Это признание в любви было возвышенным в своем неслыханном ребячестве. И какие бы страсти ни выпали впоследствии на мою долю, никогда уж не испытать мне того чудесного волнения при виде девятнадцатилетней девушки, льющей слезы оттого, что она считает себя слишком старой, — волнения, которое я испытал в тот миг.
Вкус первого поцелуя разочаровал меня, как вкус фрукта, который пробуешь впервые. Не в новизне, а в привычке таятся наши самые большие удовольствия. Несколько минут спустя я не только привык к губам Марты, но и не мог уже обходиться без них. И именно тогда она захотела лишить меня их навсегда.
В тот вечер Марта проводила меня до дома. Чтобы чувствовать себя еще ближе к ней, я, распахнув ее плащ, обнял ее за талию и прижался к ней. Она больше не заговаривала о разлуке, напротив, грустила при мысли о близком расставании. И заставляла меня давать ей тысячу разных безумных клятв.
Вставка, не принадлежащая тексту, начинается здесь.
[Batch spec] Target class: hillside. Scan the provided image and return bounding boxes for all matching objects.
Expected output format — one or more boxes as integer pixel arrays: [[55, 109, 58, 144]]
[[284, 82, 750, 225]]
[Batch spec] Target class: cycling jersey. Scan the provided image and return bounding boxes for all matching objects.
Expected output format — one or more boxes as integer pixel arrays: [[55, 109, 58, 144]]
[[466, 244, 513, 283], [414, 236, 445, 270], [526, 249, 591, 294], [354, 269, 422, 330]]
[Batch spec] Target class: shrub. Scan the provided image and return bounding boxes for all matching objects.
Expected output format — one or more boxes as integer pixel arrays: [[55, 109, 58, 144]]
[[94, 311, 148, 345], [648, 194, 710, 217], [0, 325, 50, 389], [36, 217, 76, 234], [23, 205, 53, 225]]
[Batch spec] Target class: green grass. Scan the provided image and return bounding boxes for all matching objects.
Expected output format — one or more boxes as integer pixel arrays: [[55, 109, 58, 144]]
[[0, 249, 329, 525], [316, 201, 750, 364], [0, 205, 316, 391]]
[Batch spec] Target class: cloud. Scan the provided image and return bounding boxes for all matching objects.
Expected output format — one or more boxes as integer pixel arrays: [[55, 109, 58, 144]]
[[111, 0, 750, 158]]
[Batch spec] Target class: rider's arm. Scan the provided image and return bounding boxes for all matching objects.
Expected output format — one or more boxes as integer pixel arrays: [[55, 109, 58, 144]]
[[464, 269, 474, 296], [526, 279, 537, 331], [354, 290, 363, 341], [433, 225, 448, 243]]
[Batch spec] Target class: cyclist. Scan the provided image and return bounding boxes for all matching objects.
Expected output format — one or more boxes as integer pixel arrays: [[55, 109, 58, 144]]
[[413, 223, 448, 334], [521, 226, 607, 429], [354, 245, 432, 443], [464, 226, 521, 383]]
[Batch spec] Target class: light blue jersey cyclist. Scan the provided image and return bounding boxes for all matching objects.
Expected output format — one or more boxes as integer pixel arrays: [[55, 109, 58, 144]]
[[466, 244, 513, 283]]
Когда мы очутились у моего дома, я не пожелал отпускать ее одну и, в свою очередь, пошел провожать ее. Потом Марта опять вознамерилась проводить меня, так это, наверное, и длилось бы до бесконечности, если бы я не поставил условием — расстаться на середине пути.
К ужину я опоздал на полчаса. Это случилось впервые. Пришлось сослаться на поезд. Отец сделал вид, что поверил.
Ничто более не тяготило меня. По улицам я не ходил, а летал, как во сне.
До сих пор со всем, чего я страстно желал ребенком, приходилось расставаться навсегда. С другой стороны, необходимость быть благодарным портила мне радость от подаренных игрушек. Каким очарованием обладает для ребенка игрушка, которая сама идет ему в руки! Я просто опьянел от страсти. Марта была моей; не я решил так, она сама. Я мог дотрагиваться до ее лица, целовать ее глаза, руки, одевать ее, сломать, делать с ней все, что захочу. В своем исступлении я кусал ее в места, не прикрытые одеждой, желая, чтобы ее мать заподозрила ее в неверности мужу. Если б я мог запечатлеть на ее коже свои инициалы! Моя детская необузданность открывала для меня древний смысл татуировки. А Марта к тому же поощряла: «Кусай меня, меть меня, хочу, чтоб весь мир знал».
Я мечтал поцеловать ее в грудь. Но не смел просить об этом, надеясь, что она сама предложит мне ее, как губы. Нескольких дней хватило, чтобы привыкнуть к ее губам, других наслаждений я пока не искал.
Мы вместе читали при свете пылающих поленьев. Она часто бросала в камин письма, которые каждый день отправлял ей с фронта Жак. По их обеспокоенному тону нетрудно было догадаться, что письма жены становились все менее нежными и все более редкими. Я не без тревоги наблюдал за тем, как сгорали послания мужа. На миг вспыхнув, они выставляли напоказ слова и буквы, но я боялся вчитываться в них.